Çok gezen bilir tezi


Not: Daha çok bir sohbet havasında sanki birileriyle konuşuyormuşcasına yazmaya çalıştım, hatalarımı görmezden geliniz. Umarım işinize yarar ve bu konuda sizlere yardımcı olabilmişimdir.

       Çok Gezen Bilir:    
   Öncelikle şu cümlelerle başlamak istiyorum:
Araştırmalara göre; insanlar okuduklarının sadece % 10' luk bir kısmını hafızalarında tutabiliyor iken, görüp, duyup, söyleyip ve dokunabildiklerinin ise %90' lık bir kısmını belleklerinde tutabiliyorlarmış. Buna en basit örnek ise; telefonumuzdaki birçok pdf dosyası, metin, yada not gibi öğelerin kapladıkları alanlara karşılık, bir kaç dakikalık görsel öğe yada videonun kapladığı alan ile kıyası olacaktır sanırım.

Evet birşeyleri öğrenmek birşeyleri bilmek ile aynıdır ve bizde yaşamımız boyu hep birşeyleri öğrenmekle yaşamış, tecrübe etmiş ve tecrübelerimizide o doğrultuda hep ilerletmişizdir.

Peki ne şekilde öğreniriz, okuyarak mı?
Eğer cevabımız bu ise, ilk insan, soyunun devamı için karşıt cinsine değil direk kitaba başvurmuş olacaktır.
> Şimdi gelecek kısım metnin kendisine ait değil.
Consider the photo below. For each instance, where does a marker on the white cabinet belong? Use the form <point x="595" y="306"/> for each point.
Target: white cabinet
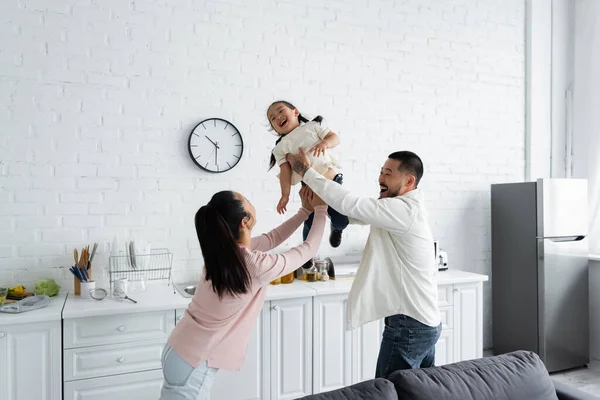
<point x="115" y="357"/>
<point x="291" y="364"/>
<point x="444" y="348"/>
<point x="365" y="350"/>
<point x="251" y="382"/>
<point x="141" y="385"/>
<point x="332" y="344"/>
<point x="30" y="361"/>
<point x="468" y="317"/>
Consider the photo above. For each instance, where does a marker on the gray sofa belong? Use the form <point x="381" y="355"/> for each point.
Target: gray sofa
<point x="519" y="375"/>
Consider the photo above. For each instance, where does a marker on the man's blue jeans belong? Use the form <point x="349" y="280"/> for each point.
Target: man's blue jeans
<point x="406" y="344"/>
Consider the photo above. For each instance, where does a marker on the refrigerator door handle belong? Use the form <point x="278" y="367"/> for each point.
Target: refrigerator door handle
<point x="564" y="238"/>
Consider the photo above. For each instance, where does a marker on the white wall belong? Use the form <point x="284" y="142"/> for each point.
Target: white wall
<point x="586" y="135"/>
<point x="97" y="99"/>
<point x="550" y="52"/>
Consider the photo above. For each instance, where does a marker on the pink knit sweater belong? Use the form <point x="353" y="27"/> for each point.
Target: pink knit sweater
<point x="217" y="330"/>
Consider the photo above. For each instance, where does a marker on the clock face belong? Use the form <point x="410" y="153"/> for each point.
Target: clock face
<point x="215" y="145"/>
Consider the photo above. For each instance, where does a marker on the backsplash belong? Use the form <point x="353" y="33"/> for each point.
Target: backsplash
<point x="97" y="100"/>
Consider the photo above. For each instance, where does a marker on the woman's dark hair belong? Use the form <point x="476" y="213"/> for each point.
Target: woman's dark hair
<point x="218" y="229"/>
<point x="301" y="119"/>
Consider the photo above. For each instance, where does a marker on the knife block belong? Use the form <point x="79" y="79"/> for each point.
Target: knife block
<point x="77" y="284"/>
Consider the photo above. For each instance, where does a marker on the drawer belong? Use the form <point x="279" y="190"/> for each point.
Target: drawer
<point x="116" y="359"/>
<point x="141" y="385"/>
<point x="112" y="329"/>
<point x="445" y="296"/>
<point x="447" y="316"/>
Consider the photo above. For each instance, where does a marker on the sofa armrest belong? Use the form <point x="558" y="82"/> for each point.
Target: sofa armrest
<point x="566" y="392"/>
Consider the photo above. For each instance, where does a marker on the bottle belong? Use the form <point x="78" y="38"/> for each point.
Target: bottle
<point x="313" y="274"/>
<point x="289" y="278"/>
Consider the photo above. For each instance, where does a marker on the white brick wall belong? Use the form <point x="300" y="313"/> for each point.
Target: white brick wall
<point x="97" y="100"/>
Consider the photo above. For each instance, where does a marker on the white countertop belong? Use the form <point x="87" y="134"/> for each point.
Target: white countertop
<point x="452" y="276"/>
<point x="52" y="312"/>
<point x="159" y="297"/>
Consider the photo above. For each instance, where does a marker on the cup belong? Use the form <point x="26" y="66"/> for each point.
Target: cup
<point x="122" y="284"/>
<point x="86" y="287"/>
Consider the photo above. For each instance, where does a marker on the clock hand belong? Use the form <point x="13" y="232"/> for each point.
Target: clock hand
<point x="216" y="145"/>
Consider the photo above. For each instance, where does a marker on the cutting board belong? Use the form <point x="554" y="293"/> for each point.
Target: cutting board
<point x="14" y="299"/>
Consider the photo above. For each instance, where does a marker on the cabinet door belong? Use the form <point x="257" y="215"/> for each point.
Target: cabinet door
<point x="31" y="353"/>
<point x="444" y="348"/>
<point x="366" y="343"/>
<point x="141" y="385"/>
<point x="332" y="344"/>
<point x="291" y="348"/>
<point x="251" y="382"/>
<point x="468" y="326"/>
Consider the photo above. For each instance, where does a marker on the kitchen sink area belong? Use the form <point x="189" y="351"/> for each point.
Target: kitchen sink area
<point x="186" y="289"/>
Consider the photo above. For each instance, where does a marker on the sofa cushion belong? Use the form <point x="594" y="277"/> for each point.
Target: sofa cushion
<point x="376" y="389"/>
<point x="511" y="376"/>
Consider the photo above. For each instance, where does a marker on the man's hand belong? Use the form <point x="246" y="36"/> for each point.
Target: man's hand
<point x="282" y="205"/>
<point x="319" y="149"/>
<point x="299" y="162"/>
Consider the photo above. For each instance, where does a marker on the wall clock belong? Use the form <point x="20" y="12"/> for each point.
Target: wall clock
<point x="215" y="145"/>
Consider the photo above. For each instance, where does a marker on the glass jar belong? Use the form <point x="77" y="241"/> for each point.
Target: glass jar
<point x="321" y="266"/>
<point x="313" y="274"/>
<point x="289" y="278"/>
<point x="301" y="274"/>
<point x="276" y="281"/>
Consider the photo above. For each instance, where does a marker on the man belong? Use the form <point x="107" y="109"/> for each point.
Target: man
<point x="396" y="279"/>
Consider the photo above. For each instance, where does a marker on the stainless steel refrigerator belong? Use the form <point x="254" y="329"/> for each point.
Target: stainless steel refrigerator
<point x="540" y="289"/>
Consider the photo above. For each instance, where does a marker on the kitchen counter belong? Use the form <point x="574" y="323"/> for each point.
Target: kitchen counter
<point x="452" y="276"/>
<point x="52" y="312"/>
<point x="159" y="297"/>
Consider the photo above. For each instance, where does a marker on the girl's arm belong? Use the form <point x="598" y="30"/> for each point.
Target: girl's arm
<point x="330" y="141"/>
<point x="285" y="182"/>
<point x="268" y="241"/>
<point x="272" y="266"/>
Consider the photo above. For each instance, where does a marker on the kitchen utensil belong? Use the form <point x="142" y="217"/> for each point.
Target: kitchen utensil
<point x="86" y="288"/>
<point x="93" y="251"/>
<point x="118" y="293"/>
<point x="98" y="294"/>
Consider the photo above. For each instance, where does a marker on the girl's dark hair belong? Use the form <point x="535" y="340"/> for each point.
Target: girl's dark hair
<point x="301" y="119"/>
<point x="218" y="229"/>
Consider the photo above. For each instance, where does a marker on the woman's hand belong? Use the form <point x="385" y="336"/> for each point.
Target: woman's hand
<point x="319" y="149"/>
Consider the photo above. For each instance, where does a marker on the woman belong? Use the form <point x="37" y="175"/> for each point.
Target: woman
<point x="215" y="329"/>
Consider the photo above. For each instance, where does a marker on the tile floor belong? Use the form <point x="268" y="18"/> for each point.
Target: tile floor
<point x="585" y="379"/>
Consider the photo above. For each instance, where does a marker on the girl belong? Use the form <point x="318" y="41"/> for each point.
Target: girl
<point x="314" y="137"/>
<point x="216" y="327"/>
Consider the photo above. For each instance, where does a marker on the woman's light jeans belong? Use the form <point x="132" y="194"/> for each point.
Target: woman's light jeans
<point x="182" y="381"/>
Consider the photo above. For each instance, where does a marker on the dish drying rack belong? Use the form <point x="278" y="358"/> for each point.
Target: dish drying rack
<point x="153" y="266"/>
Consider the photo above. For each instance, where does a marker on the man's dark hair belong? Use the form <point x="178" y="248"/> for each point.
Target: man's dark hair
<point x="409" y="163"/>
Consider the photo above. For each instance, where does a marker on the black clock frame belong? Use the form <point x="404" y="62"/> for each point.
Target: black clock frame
<point x="192" y="155"/>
Ya da ebenin elinde bir kitap ''çocuk şu ana kadar içerden çıkmalıydı'' olmalıydı. Veyahut isyan eder, kitaplarda bisiklet nasıl sürülür yazılmıyor derdik.

    Peki bu sorunun cevabı istediğimiz gibi değilmi?
O zaman söyleyin bize, kainata vahiy mi indi ki, biz şimdi dünyada altı kıta olduğunu, Everestin en büyük dağ, Van Gölü' nün ülkemizdeki en büyük göl, dünyanın yuvarlak olduğunu veyahut başka diyarlarda başka insanların renk renk bulunduğunu onların dilinin bizden farklı, kültürlerinin bizimle uyuşmadığını ve daha nice nicelerini nereden bulduk, bizim görmediğimiz ve bilmediğimiz vahiy kitabında mı?
Bence kesinlikle hayır eminim sizin içinde öyledir.
Veyahut artık kaldımı bilmem.
Soğuk kış gecelerini ısıtan büyüklerimizin sohbetlerini dinlemek ve onların bizlere kendi elleriyle sundukları nice güzel anılara keyifle katılmak:

--''evet çocuklar ben o yıllarda oradaydım çok güzel yerler şıvarma kebabı mısırda yediğim en güzel yemekti her ne kadar büyük annenize öğretmeye çalışsamda açıkca söylemeliyim ki onlar kadar iyi yapamıyor, duymasın ama bu konuda biraz beceriksiz sanırsam''...
     evet bu muhabbeti sizde çocuklarınıza bırakacakmısınız yada;

--''hayır evladım hayır ben o yıllarda okurdum sürekli okur, büyük annenizin yaptığı yemeklerden başkasını yemedim bazı yemek isimleri var aklımda ama nasıl bir şey olduklarını bilmiyorum''
      mu diyeceksiniz peki seçim sizin olsun...
O zaman söze dahada farklı gireyim konuyu açayım hemde çook açayım.

Piri Reis

Mesala Piri Reis' ten bahsedeyim: Dünyaca ünlü Osmanlı' nın en büyük denizcilerinden. Günümüzde dünyanın uydudan çekilmiş görüntüleri, Piri Reis' in 1528 yılında çizdiği dünya haritalarına bakılarak düzeltiliyor. Peki sorayım o zaman Piri Reis böyle şahaserler ortaya koymak için kimin haritalarına bakmış neyi ve neleri okumuş? Cevap veren olacakmı? hiç sanmıyorum.
İçinizden şunlar mı geçiyor, bizde şahaserler ortaya koymak istiyoruz fakat nasıl?
     Sorunun cevabı bu mu; okuyarak.
Hayır hayır bence bu değil siz ne düşünüyorsunuz.
Ortaya bir eser koymak istiyorsanız sıfırdan başlayacaksınız sizi yöneten ve yönlendiren olmayacak akside olamaz zaten olsa bile kopya olur, başkasının eserinden istiflenmek denir buna, biz de buna taklit deriz aynısını zaten yapmışlar kendinizi boşuna yormuşsunuz size gerek yoktu deriz.
     O zaman söyliyeyim size bu işin sırrını; ama birilerinden bahsederek;

    Galileo herkes tanır fiziğin babası olarak bilinir, dünyanın yuvarlak olduğunu ve kendi etrafında döndüğünü bizlere sunan bir deha. Sonuç bu dedikleriniz İncil' de yazmıyor diye kilisenin baskısına uğrayan ve ömrünü zindanların karşı çıkılmaz karanlığına adayan bir mucit.
Peki galieo bu bilgileri nereden buldu. Rüyasındamı?
Yada icat ettiği teleskopla evreni gezerken mi buldu. Cevabı bu sefer sizde kalsın?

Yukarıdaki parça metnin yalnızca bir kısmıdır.